Description
Crisp on the outside and chewy on the inside, these gluten free peanut butter oatmeal espresso chocolate chunk cookies are like no cookie you’ve ever had before. Bursting with incredible flavors, these cookies are filled with rich dark chocolate, creamy peanut butter, chewy oats, and hints of espresso in every bite. They’re also dairy free which makes them even that much more amazing!
Ingredients
(links below are the gluten free & celiac safe products I used in this recipe)

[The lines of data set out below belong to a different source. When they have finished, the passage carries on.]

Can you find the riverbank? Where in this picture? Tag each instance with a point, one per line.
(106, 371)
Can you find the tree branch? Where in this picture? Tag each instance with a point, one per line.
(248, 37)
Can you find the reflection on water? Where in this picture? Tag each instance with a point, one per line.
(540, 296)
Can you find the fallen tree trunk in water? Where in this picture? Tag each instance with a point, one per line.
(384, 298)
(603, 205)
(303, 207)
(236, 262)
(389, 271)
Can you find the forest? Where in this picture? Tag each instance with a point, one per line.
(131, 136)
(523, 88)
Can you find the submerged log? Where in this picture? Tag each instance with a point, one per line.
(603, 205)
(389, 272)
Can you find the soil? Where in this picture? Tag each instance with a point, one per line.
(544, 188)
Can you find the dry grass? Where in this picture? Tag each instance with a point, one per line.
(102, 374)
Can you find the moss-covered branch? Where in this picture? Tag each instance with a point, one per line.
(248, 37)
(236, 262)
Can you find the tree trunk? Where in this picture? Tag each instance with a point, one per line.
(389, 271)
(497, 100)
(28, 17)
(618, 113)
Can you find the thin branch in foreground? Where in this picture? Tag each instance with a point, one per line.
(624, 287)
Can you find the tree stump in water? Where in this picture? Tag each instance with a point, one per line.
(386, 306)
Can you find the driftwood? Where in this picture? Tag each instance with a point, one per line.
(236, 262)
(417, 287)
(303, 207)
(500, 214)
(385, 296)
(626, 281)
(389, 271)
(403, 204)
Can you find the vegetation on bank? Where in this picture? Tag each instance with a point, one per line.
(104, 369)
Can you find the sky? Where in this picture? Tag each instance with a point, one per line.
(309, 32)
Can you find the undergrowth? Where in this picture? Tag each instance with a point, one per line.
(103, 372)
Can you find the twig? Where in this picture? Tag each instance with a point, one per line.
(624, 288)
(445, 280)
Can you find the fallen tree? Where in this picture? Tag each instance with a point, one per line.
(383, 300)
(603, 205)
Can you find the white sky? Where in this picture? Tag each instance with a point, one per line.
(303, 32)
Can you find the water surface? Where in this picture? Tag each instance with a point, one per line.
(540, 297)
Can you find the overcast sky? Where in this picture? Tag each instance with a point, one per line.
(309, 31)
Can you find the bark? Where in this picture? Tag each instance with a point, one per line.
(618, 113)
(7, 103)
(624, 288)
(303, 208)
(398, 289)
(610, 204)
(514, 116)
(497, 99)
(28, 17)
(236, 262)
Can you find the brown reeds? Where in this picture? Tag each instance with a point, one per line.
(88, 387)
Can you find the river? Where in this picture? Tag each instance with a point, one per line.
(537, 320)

- 1 cup gluten free 1:1 flour
- 1 cup gluten free rolled oats
- 1/2 teaspoon baking soda
- 1/2 teaspoon fine sea salt
- 1/2 cup refined coconut oil, softened
- 3/4 cup packed dark brown sugar
- 1/2 cup natural “drippy” creamy peanut butter
- 1 teaspoon pure vanilla extract
- 2 tablespoons pure maple syrup
- 1 egg + 1 egg yolk
- 4 teaspoons espresso powder
- 6 ounces good quality dark chocolate bar, coarsely chopped
- flaky sea salt, for topping
Instructions
step 1
Preheat oven to 350 degrees. Line a baking sheet with parchment paper. Set aside.
step 2
In a medium bowl, whisk together the gluten free flour, gluten free oats, baking soda, and salt.
step 3
In the bowl of a stand mixer fitted with the paddle attachment, add the softened coconut oil and brown sugar. Mix on medium-high speed until light and fluffy, about 1 to 2 minutes. Add peanut butter, vanilla extract, and maple syrup, mix until combined. Then add the egg, egg yolk, and espresso powder and mix until smooth and creamy.
step 4
Add dry ingredients to wet ingredients and stir with a wooden spoon to combine. Fold in chocolate chunks.
step 5
Using a #24 cookie scoop, scoop cookie dough onto the prepared baking sheet, spacing them about 2 inches apart. Flatten each dough ball with the palm of your hand while still keeping the cookies nice and round. They should be about ½ inch thick.
step 6
Bake for 9 to 11 minutes or until the edges are barely golden brown. Sprinkle the tops of each cookie with flaky sea salt. Allow cookies to cool on the baking sheet for 10 minutes before transferring them to a wire rack to cool completely.